Вот так и получилось, что она увидела Голландию. Это просто удивительно, но все получилось в тысячу раз лучше, чем я мог даже ожидать. Она просто обмерла, клянусь. Вцепилась мне в рукав, и только прошептать успела: «Смотри», – и даже язык прикусила. И замерла.
Не знаю, сколько мы простояли так – наверное, десять часов, – да это и не имеет значения. Потому что приятно мне это было, как никогда. Впервые я понял, как приятно делиться чем-нибудь, что тебе дорого, с человеком, который понимает, чувствует все это точно так же, как ты. Нет, правда, до того приятно, что она, Ленка, в одно мгновение поняла, как неуместно здесь произносить какие-либо слова, – потому что кругом действительно было как в самой взаправдашней сказке, но, понятно, это была лишь видимость, а с видимостью, вы знаете сами как: скажи одно лишнее слово – и все исчезнет. Но она не сказала ни одного лишнего слова – раскрыла свои глаза, которые днем были просто глазами, рыжими огромными глазами в мохнатых ресницах, но вечером становились внезапно блестящими и загадочными; смотрит, вцепилась мне в рукав, – и мы сами стали в этой сказке, словно принц и принцесса, которые потерялись в лесу… Видите, до чего человек доходит, дай ему волю повоображать, дай ему пофантазировать, – а ведь ни я, ни она не какие-нибудь дети, а вполне взрослые люди. Да, принцесса и принц – это если подумать при дневном свете, то ведь не откраснеешься и за год. Но вы заметили, что днем – одно, а вечером – совсем другое, и мы стояли и глядели на еле видные в зелени островерхие крыши и слышали шорох и обрывки голосов, и какие-то тени мелькали… Все это я говорю к тому, чтобы вы поняли, как это было здорово на самом деле и как Ленка должна была поразиться всему этому, особенно если учесть, что она видела это впервые в жизни, и где – в центре Ленинграда.

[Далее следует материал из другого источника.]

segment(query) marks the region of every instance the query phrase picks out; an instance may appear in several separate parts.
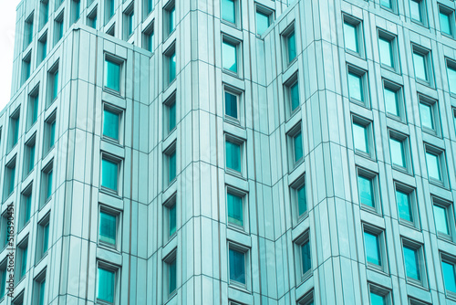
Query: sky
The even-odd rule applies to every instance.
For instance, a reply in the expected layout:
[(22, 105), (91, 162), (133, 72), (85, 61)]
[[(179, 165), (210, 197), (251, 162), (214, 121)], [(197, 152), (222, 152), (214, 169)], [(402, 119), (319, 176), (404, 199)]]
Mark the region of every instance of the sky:
[(11, 98), (16, 7), (20, 0), (0, 0), (0, 110)]

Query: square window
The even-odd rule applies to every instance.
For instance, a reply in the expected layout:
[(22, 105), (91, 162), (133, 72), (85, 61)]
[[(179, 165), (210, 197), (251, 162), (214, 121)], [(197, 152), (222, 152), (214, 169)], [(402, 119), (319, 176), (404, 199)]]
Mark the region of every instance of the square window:
[(4, 201), (15, 191), (16, 185), (16, 156), (5, 167)]
[(53, 189), (53, 161), (51, 160), (41, 171), (41, 204), (40, 208), (43, 207), (52, 196)]
[(344, 15), (345, 49), (362, 55), (362, 21)]
[(163, 37), (165, 39), (176, 29), (176, 5), (174, 0), (171, 0), (163, 7)]
[(351, 101), (368, 107), (367, 73), (353, 66), (347, 67), (348, 95)]
[(402, 239), (404, 267), (407, 280), (426, 286), (426, 270), (424, 268), (424, 253), (422, 245)]
[(26, 178), (35, 168), (36, 139), (36, 136), (34, 134), (26, 142), (24, 152), (24, 178)]
[(441, 34), (452, 37), (454, 32), (454, 11), (450, 7), (439, 5), (439, 19), (440, 21)]
[(50, 216), (47, 214), (38, 223), (38, 237), (36, 241), (36, 262), (46, 257), (49, 249), (49, 219)]
[(163, 259), (164, 300), (170, 300), (177, 292), (177, 249)]
[(117, 291), (119, 268), (99, 262), (98, 263), (98, 282), (97, 282), (97, 300), (103, 304), (117, 303), (119, 299), (119, 291)]
[(98, 243), (100, 245), (118, 247), (118, 227), (119, 213), (104, 206), (99, 209)]
[(101, 187), (104, 190), (119, 194), (121, 185), (119, 174), (121, 161), (111, 155), (103, 153), (101, 156)]
[(430, 62), (430, 51), (418, 46), (412, 46), (413, 67), (415, 68), (415, 79), (425, 85), (432, 85), (432, 68)]
[(123, 60), (111, 55), (105, 56), (104, 88), (117, 93), (122, 91), (122, 64)]
[(396, 203), (400, 223), (417, 227), (419, 224), (415, 189), (395, 184)]

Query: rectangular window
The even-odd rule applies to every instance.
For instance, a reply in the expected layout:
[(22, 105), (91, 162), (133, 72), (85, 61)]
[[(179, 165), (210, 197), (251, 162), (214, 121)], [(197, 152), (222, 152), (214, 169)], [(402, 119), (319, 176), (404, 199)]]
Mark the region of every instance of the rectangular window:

А потом мы двинулись вперед и вышли как раз туда, куда мне хотелось, чтобы мы вышли, – к островку, перешли через маленький, ну прямо-таки игрушечный мостик и прошли на островок – тоже кукольный, десять, наверное, метров в диаметре. Ночь была такая теплая, что воздух был похож на парное молоко, и вокруг стояла совершеннейшая полутьма, и мы сидели на земле, на откосике, свесив ноги, а под ногами плескала вода, и – тут я должен сказать всю правду – мы с ней начали целоваться уже по-настоящему. Не так, как тогда, под Новый год, совсем по-другому; и вот я вам скажу: никогда такого не испытываешь, когда дружишь с мальчишкой. Я говорю, конечно, жуткую банальщину, общие какие-то места – но если можно дружить с девочкой так же хорошо, как с парнем, и в то же время если она тебе нравится как девочка – никакая замена тут невозможна. Больше я на эту тему распространяться не собираюсь, скажу только, что, когда мы шли домой, я просто губами не мог пошевелить. Не знаю, говорит ли это о чем-нибудь. Думаю, что это вовсе не такая доблесть, как мне казалось в те минуты, скорее наоборот, но тогда мне было решительно наплевать, доблесть это или что иное. Мне было так хорошо, как может только быть человеку, – вот и все, и больше об этом я не произнесу ни слова, хоть вы меня убейте.